Blumhouse and writer-director Leigh Whannell’s The Invisible Man is now available on Blu-ray. And today Whannell and Blum talked about the possibility of a sequel.
Whannell tells ComicBook.com: “I never think about sequels when I’m making a film because it’s so hard to make one good movie, so I feel like it’s an impossible task to start thinking about what it’s going to spin off into. And I have made movies that have spawned many sequels, writing the first Saw movie, and Insidious, so probably, to the viewer, it may seem like I’m thinking in terms of franchises, but I never am. Ever, ever, ever. And this is that. So, I don’t know, but I know that Jason wants to know where it’s going.”
Blum added: “Yes, I do, I ask Leigh every day, where this is going. Every day, and I never get a straight answer. My philosophy about sequels is the first one, I always tell the filmmakers to do exactly what the opposite of what you’re suggesting. Just make a great movie and don’t worry about who dies, what happens, mythology.

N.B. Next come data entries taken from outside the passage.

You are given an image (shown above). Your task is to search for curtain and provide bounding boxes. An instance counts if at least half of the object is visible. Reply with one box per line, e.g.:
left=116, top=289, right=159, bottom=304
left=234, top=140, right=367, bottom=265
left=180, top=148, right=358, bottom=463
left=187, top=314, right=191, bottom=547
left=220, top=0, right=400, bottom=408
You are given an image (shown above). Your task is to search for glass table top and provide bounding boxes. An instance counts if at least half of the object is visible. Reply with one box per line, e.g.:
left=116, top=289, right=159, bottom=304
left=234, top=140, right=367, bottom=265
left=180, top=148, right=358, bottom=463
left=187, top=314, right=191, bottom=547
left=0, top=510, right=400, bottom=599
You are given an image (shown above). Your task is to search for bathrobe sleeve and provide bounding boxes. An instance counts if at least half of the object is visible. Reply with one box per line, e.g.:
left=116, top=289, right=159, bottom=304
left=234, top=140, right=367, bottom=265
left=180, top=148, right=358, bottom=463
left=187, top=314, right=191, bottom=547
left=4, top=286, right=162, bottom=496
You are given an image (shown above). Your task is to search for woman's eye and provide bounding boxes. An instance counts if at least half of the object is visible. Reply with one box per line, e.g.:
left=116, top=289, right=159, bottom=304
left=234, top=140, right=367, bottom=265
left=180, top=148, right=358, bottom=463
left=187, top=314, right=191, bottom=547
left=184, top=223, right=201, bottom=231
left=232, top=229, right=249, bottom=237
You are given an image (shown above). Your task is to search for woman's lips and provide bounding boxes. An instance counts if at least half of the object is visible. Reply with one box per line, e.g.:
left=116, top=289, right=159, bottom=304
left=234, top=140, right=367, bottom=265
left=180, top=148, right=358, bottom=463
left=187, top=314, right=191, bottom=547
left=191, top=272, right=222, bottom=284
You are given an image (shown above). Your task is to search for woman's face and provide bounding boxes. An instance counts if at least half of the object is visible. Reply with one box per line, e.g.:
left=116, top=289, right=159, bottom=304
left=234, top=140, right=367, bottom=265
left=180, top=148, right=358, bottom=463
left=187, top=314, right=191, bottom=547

He adds: “It’s hard enough to make a great movie without having to make a great movie and think of how it continues. If we’re lucky enough to have a hit and the original filmmaker wants to extend the story, then I’m not naive, because if you’re making two, you’re likely making three. If you’re making one, you’re not necessarily making two. So on the second movie, I think when we make a second, or a third, I ask the filmmaker to think a little bit more about the universe of the movie.

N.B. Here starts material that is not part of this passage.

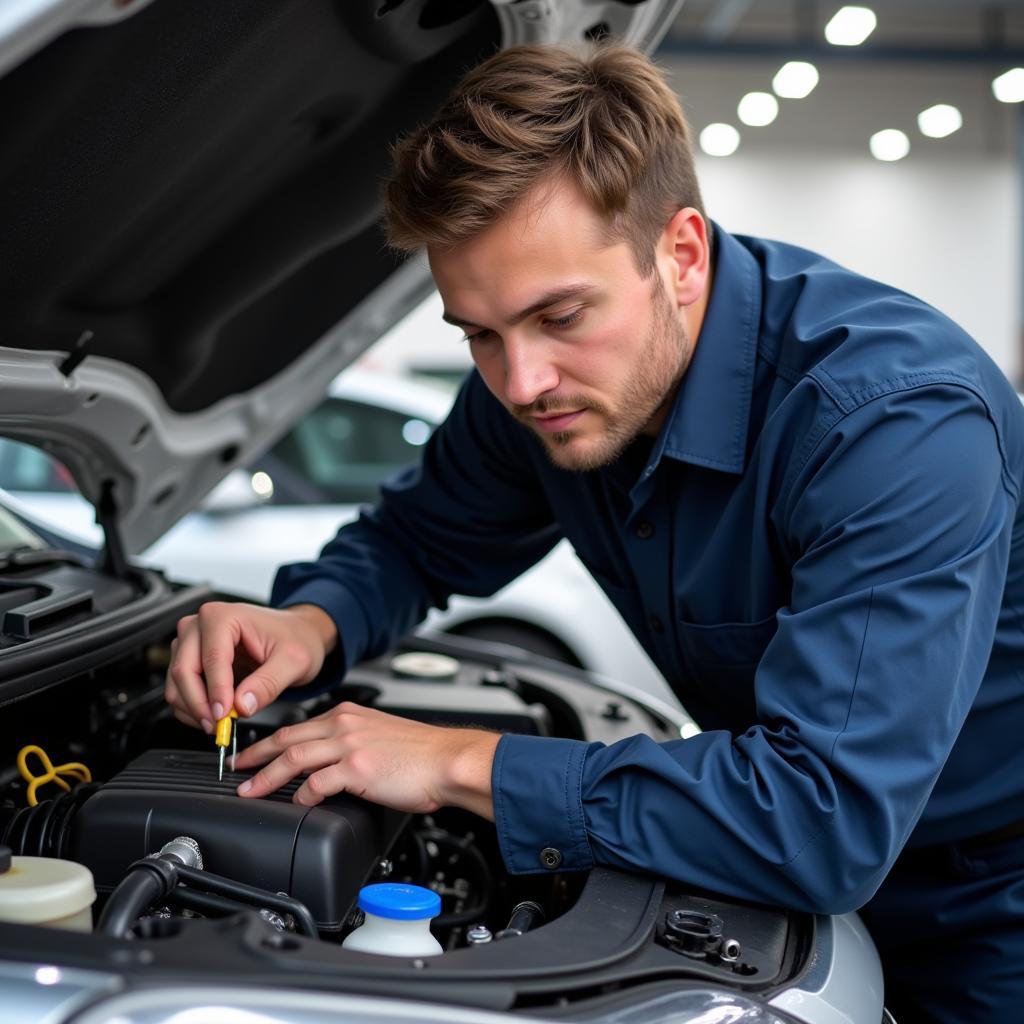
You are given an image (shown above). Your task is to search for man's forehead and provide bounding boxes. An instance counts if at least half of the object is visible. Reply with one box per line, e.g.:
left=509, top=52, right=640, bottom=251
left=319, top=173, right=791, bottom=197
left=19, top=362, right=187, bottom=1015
left=441, top=280, right=599, bottom=327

He continues: “But on the first one, I really encourage them not to do that. And one of Leigh’s great strengths as an artist, is that … he’s really focused on … what’s a great story, what’s a strong dramatic story. The scares fit organically into that, but I think he’s a storyteller first and foremost, and I encourage that because, without a great story, it doesn’t matter what other planning or thinking, or how the audience is going to feel, the movie won’t work.”

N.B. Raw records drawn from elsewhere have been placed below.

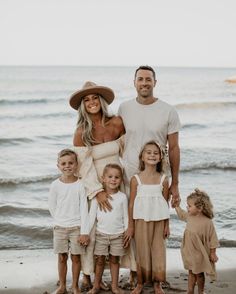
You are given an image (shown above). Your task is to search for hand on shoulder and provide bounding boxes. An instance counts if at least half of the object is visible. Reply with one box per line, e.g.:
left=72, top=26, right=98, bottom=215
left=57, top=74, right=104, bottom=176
left=111, top=116, right=125, bottom=136
left=73, top=128, right=85, bottom=147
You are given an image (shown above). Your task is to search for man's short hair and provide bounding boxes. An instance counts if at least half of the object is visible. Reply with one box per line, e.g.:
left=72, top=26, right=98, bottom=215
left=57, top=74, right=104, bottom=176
left=134, top=65, right=156, bottom=80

Rated R for some strong bloody violence, and language, in this version of the classic tale centers on a woman trapped in a violent, controlling relationship with a wealthy and brilliant scientist. She escapes in the dead of night and disappears into hiding, aided by her sister, their childhood friend, and his teenage daughter. But when her abusive ex dies by suicide and leaves her a portion of his fortune, she suspects his death was a hoax. As a series of eerie coincidences turn lethal, threatening the lives of those she loves, her sanity begins to unravel as she desperately tries to prove that she is being hunted by someone nobody can see.